Pope Francis is different from his predecessors, and everyone has taken notice—laity and leaders, Catholics and non-Catholics. (As an evangelical, I closely followed these stories because of the tremendous influence of the papacy, and despite the theological differences between Catholics and evangelicals, I believe we're called to a certain degree of unity through Christ.)
The former Argentinean archbishop is a humble, simple man, exactly the kind of man needed to tackle the financial and sex abuse scandals engulfing the Catholic Church. Here was a pope for the people, a pope that did not seem altogether different from his followers. Here was a pope who understood and embraced for himself a lifestyle of poverty. President Obama called him a "champion of the poor and the most vulnerable among us." United Nations Secretary General Ban Ki-Moon praised Pope Francis as a "voice for the voiceless … he has a deep sense of humility."
And yet, something about our praiseworthy reactions to this new pope concerned me. Why were we so surprised, so encouraged that a Christian leader lived out these Christian values? I realized, although Pope Francis is different from his papal predecessors, contrary to public perception, he's not so different from believers in general.
Given today's negative perceptions about Christians, our faith struggles with a substantial public relations problem. In their book, UnChristian, Gabe Lyons and David Kinnaman unpack a few of these perceptions. According to their research, people think Christians are hypocritical, anti-homosexual, sheltered, too political, judgmental, and too concerned with getting people "saved" rather than building relationships and meeting felt needs. It's not just non-Christians that have this view; Christians do too, especially young Christians.

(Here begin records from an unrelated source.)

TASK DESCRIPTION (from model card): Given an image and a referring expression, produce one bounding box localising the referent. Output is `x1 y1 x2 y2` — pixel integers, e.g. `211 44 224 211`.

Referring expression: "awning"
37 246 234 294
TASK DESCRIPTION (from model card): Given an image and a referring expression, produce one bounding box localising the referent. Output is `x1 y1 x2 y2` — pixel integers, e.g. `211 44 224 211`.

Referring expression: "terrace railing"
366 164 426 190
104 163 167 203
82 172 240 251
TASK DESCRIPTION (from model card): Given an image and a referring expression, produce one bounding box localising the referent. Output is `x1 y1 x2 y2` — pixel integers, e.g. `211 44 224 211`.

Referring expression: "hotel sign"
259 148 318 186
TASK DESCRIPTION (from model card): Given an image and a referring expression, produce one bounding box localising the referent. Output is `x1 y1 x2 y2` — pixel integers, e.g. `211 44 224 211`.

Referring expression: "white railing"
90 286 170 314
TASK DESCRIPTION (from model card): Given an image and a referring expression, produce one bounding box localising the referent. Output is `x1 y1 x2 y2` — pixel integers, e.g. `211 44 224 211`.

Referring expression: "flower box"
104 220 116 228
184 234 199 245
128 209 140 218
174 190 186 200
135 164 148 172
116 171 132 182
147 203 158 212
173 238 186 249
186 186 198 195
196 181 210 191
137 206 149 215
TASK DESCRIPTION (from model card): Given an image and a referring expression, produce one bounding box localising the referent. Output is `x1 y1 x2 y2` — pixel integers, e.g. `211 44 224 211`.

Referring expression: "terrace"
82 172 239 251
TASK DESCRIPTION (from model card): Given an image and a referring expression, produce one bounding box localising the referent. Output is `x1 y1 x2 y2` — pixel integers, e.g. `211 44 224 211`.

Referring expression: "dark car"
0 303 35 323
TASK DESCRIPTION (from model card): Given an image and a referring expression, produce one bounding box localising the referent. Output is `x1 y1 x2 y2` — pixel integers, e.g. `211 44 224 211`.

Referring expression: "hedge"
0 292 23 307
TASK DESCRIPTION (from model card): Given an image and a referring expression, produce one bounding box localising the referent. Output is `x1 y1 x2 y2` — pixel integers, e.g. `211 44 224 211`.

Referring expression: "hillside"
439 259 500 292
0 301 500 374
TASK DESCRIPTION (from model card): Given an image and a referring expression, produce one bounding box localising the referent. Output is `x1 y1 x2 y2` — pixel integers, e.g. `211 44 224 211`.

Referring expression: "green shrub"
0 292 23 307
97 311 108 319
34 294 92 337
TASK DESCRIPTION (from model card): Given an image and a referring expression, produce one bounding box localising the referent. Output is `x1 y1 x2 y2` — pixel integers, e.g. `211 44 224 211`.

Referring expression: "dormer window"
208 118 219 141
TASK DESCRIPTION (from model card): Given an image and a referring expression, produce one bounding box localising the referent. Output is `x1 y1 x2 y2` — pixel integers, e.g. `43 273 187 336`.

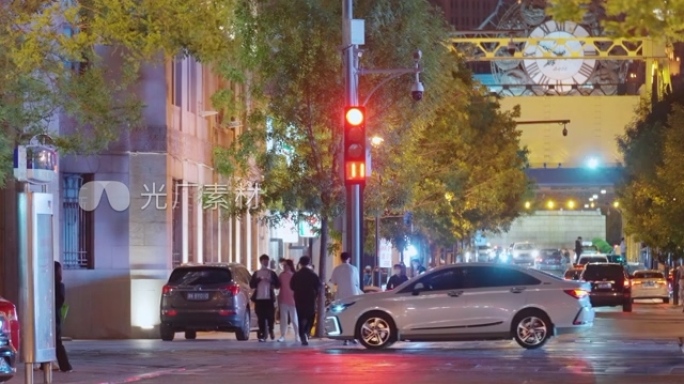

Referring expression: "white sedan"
631 271 670 304
325 263 594 349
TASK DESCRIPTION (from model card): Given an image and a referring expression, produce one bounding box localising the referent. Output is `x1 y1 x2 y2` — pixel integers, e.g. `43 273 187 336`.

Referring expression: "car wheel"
512 310 552 349
356 312 397 349
159 324 176 341
235 308 252 341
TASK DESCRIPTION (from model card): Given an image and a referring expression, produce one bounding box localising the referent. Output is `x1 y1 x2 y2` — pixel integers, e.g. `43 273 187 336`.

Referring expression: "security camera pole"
342 0 424 281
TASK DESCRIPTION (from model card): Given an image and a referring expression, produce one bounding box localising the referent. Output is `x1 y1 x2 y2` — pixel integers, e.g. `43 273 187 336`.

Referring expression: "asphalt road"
13 303 684 384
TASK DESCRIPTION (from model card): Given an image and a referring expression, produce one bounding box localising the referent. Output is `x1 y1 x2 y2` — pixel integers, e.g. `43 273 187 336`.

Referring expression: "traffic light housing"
344 107 366 185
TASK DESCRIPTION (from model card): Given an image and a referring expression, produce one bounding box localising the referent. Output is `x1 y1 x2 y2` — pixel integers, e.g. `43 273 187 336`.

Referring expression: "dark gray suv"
159 264 251 341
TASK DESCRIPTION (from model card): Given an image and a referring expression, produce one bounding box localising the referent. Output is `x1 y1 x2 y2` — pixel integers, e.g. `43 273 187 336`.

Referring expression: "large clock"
523 20 596 92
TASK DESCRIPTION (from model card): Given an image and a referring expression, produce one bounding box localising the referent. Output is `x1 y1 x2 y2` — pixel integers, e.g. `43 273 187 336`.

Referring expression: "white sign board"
298 216 321 238
271 219 299 243
379 239 392 268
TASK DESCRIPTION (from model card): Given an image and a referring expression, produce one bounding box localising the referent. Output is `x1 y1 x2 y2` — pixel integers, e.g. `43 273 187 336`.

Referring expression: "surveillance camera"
506 41 518 56
411 80 425 101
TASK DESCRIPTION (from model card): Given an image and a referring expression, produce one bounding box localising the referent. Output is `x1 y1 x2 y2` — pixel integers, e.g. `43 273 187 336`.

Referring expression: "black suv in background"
580 263 632 312
159 264 251 341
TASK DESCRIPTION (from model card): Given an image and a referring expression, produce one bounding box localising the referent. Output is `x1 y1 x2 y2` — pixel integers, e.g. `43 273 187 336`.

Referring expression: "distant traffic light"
344 107 366 185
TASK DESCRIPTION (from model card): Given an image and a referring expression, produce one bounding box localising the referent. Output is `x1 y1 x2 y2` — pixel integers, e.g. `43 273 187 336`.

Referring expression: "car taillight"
222 283 240 296
563 289 589 299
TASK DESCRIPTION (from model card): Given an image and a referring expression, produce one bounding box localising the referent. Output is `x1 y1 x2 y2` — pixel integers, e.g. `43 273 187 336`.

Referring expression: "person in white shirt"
330 252 363 345
249 255 280 342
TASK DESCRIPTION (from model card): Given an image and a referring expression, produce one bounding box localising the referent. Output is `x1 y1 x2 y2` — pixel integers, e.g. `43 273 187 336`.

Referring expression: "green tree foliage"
617 93 684 250
404 70 530 254
548 0 684 42
0 0 234 185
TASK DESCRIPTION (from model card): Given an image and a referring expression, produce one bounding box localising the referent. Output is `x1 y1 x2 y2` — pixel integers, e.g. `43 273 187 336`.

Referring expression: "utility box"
18 192 57 364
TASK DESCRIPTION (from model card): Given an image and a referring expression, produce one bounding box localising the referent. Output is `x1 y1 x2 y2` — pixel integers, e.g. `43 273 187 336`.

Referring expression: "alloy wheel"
361 317 392 347
516 316 548 347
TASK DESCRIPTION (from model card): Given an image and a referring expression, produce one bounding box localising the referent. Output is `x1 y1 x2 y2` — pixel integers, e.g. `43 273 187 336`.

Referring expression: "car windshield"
565 270 581 280
634 272 665 279
580 257 608 265
582 264 625 281
169 267 233 286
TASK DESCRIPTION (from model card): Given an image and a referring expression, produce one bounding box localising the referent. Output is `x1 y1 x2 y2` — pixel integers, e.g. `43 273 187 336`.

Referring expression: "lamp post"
342 0 424 280
13 135 59 384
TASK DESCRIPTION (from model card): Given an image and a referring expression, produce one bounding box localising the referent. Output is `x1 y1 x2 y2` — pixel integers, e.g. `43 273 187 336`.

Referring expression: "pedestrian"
55 261 73 372
249 255 280 342
363 265 373 288
411 259 426 276
387 264 408 291
290 256 322 345
575 236 582 264
330 252 365 345
330 252 362 300
278 260 299 342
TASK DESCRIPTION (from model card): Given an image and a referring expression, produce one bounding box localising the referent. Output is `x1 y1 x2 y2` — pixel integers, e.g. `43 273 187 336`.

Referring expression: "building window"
62 173 95 269
170 179 183 267
171 56 184 107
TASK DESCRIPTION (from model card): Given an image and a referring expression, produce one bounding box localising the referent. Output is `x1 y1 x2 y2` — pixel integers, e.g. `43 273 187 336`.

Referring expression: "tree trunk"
316 216 328 337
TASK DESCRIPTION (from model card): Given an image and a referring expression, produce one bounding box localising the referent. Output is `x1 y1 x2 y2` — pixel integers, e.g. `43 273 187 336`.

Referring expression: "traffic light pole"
342 0 363 281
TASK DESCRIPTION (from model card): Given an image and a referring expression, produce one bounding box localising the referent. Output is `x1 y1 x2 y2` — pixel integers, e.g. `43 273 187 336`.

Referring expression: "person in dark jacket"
290 256 322 345
249 255 280 342
55 261 73 372
575 236 582 264
386 264 408 291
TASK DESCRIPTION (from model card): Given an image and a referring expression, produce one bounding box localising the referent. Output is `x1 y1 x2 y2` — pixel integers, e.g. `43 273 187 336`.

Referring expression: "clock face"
523 20 596 88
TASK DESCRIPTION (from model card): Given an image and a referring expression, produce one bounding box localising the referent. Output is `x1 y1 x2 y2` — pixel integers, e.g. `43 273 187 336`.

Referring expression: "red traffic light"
344 107 365 126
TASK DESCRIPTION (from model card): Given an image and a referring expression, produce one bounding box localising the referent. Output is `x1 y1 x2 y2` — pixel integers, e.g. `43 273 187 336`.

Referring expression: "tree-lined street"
10 302 684 384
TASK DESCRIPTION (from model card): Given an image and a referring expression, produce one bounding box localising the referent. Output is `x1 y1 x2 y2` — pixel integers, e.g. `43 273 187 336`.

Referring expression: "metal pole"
375 214 382 288
17 183 36 384
342 0 363 278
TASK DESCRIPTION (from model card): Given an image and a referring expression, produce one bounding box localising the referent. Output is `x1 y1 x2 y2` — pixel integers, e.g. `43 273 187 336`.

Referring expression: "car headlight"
330 302 354 313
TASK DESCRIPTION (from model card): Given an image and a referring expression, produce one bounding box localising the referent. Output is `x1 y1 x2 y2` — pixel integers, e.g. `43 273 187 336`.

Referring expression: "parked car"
325 263 594 349
563 266 584 280
159 263 251 341
577 255 609 265
510 243 539 266
580 263 632 312
0 297 19 382
535 248 563 270
631 271 670 304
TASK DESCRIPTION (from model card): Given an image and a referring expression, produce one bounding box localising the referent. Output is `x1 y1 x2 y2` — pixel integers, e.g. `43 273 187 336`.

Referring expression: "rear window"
634 272 665 279
169 267 233 286
582 264 625 280
580 257 608 265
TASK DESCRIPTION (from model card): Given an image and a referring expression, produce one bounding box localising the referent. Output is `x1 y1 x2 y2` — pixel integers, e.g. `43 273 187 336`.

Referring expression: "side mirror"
411 283 425 296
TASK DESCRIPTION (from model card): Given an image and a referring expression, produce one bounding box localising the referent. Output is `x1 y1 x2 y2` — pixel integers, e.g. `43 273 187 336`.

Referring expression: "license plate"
188 292 209 301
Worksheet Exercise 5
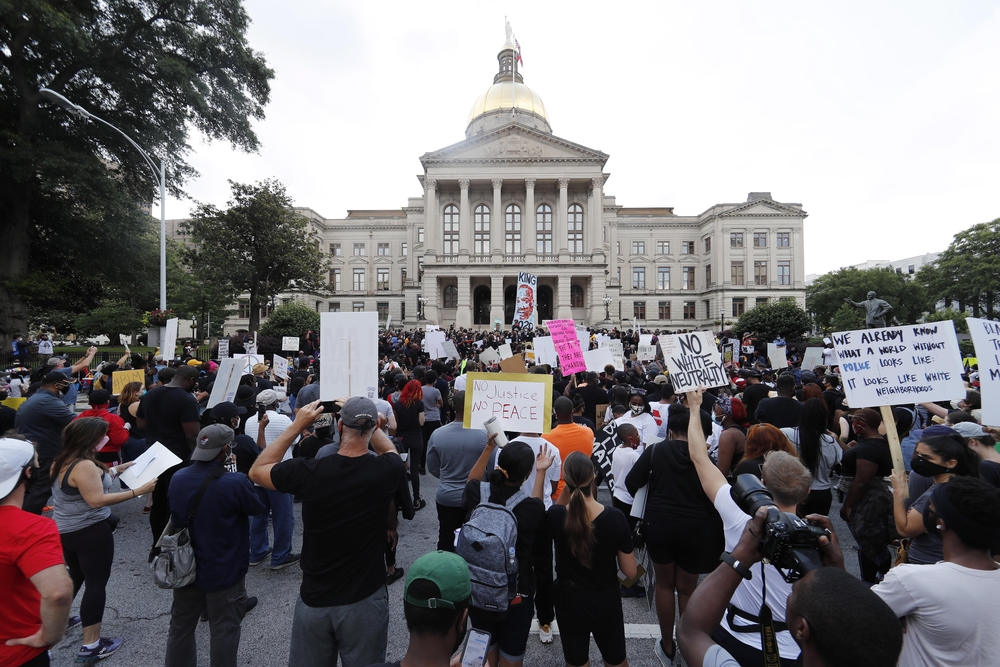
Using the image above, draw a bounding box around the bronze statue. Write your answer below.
[844,292,892,329]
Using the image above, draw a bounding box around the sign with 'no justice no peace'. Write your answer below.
[831,320,965,408]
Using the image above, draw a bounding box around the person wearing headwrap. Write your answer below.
[872,477,1000,667]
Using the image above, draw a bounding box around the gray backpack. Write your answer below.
[455,482,528,612]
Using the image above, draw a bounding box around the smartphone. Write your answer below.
[461,628,490,667]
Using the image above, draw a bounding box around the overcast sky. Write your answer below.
[167,0,1000,273]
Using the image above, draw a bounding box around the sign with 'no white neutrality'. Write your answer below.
[831,320,965,408]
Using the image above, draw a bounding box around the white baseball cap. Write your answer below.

In some ways, we're our own worst enemy. Christians loudly protest what's wrong with other Christians and quickly point out what's wrong with certain Christian leaders and bloggers and headline-makers, but we very rarely celebrate the mighty things God is doing in our midst. When we fail to recognize the faithful, charitable Christians among us, it becomes easy to see humble, faithful Pope Francis as the exception. I'm guilty too—as I followed the coverage of the new pope, I realized I wasn't comparing him to the Christians I know personally, but to a cynical stereotype of Christians in general.
I was ashamed because I know better. The Christian stereotype that pervades popular culture isn't true of most Christians I know—Christians like Rachel Marie Stone, a fellow Her.meneutics writer who along with her husband, serves as a missionary in Malawi teaching at Zomba Theological College and volunteers as a doula at a local hospital. Emily Chengo, a native Kenyan, is the African director for the African Leadership and Reconciliation Ministries. She trains African women to build businesses and played an active part in resolving conflicts between warring tribes in South Sudan. Annie George and her husband Alexei run a seminary in Manakkala, India, where the culture is increasingly hostile to Christians. Paula Hayes and her husband Gary both left lucrative careers to live among the poor in Thailand, ministering to children to protect them from human traffickers. Faustin Ntamushobora, a survivor of the Rwandan genocide, founded TLAfrica, a ministry dedicated to transforming villages and communities throughout Africa.
Many others serve closer to home. Laverne Tolbert ministers to pastors in the inner cities, equipping them to serve their congregations well. Arloa Sutter founded Breakthrough Urban Ministries, which operates two Chicago homeless shelters to serve nearly 1,000 homeless adults with more than 70,000 meals and 10,000 bags of groceries each year. Pastor Kari Morris-Guzman continues to minister to people in her home church, by preaching, teaching, and praying for others despite a devastating car accident that left her a quadriplegic. Myrna Brown, who works in the library at Azusa Pacific University, doesn't have children, but she mothers every person—faculty or student—that comes across her path. Under my own roof, in the 11 years of our marriage, my husband Paul has demonstrated the self-sacrificial love of God in countless ways.
These are just a handful of Christians I know personally—there are many, many others just like them. We all know people who live faithfully and help make the world a better place for all. Whenever our inner Christian cynic pipes up, we should remember them rather than letting the stereotype take over. The Israelites held feasts throughout the year to commemorate and celebrate God's great acts of redemption—achieved through common, everyday people like Moses and Rahab. Evangelicals don't do that enough.
When we celebrate these stories of good, they remind us that God is at work among and through his people. American theologian Frederick Buechner wrote, "To lose track of our stories is to be profoundly impoverished, not only humanly, but also spiritually." We can work to overcome the contemporary negative perceptions—that we ourselves may hold or that others may hold against us—by raising our leaders to high standards and by celebrating the many ways God is working through Christians around the world.